During the application season, my DMs fill with variations of the same painful sentence: “I want to apply to dermatology, but I’m not perfect like everyone else.” And every time, I wish I could reach through the phone, sit across from that person, and tell them the truth that I didn’t learn until far too late: no one is perfect. Not even the people who look like they are.
We polish our accomplishments until they shine. We crop out the failures. We never talk about the weird gap year that wasn’t planned, the board score that wasn’t ideal, the research project that fell apart, or the rotation that humbled us. But those stories are real.

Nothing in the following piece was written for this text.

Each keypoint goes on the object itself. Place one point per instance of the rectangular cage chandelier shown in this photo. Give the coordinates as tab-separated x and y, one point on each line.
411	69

And they count.
When I interviewed for residency, the moments that bonded me to programs weren’t the moments where I recited my CV like a script. It was the moments where I was human. Where I talked honestly about what challenged me. Where I shared what shaped me. Programs are not looking for flawless people. They’re looking for people who know themselves.
Perfection is fragile. It shatters under pressure. Realness is durable. When you understand the journey it took to get where you are, you develop the kind of grit that programs trust.
Think about the physicians you admire most. Are they perfect? Or are they resilient? Compassionate? Self-aware? Able to grow? No one is inspired by someone who’s never fallen. We’re inspired by people who got back up.
So if you’re worried you’re not the “perfect applicant,” I want you to hear me: good. That means you’re real. That means you’ve lived. That means you bring something to the table that statistics can’t measure.
Programs don’t save their spots for perfect people. They save them for the right people. And you might be exactly that.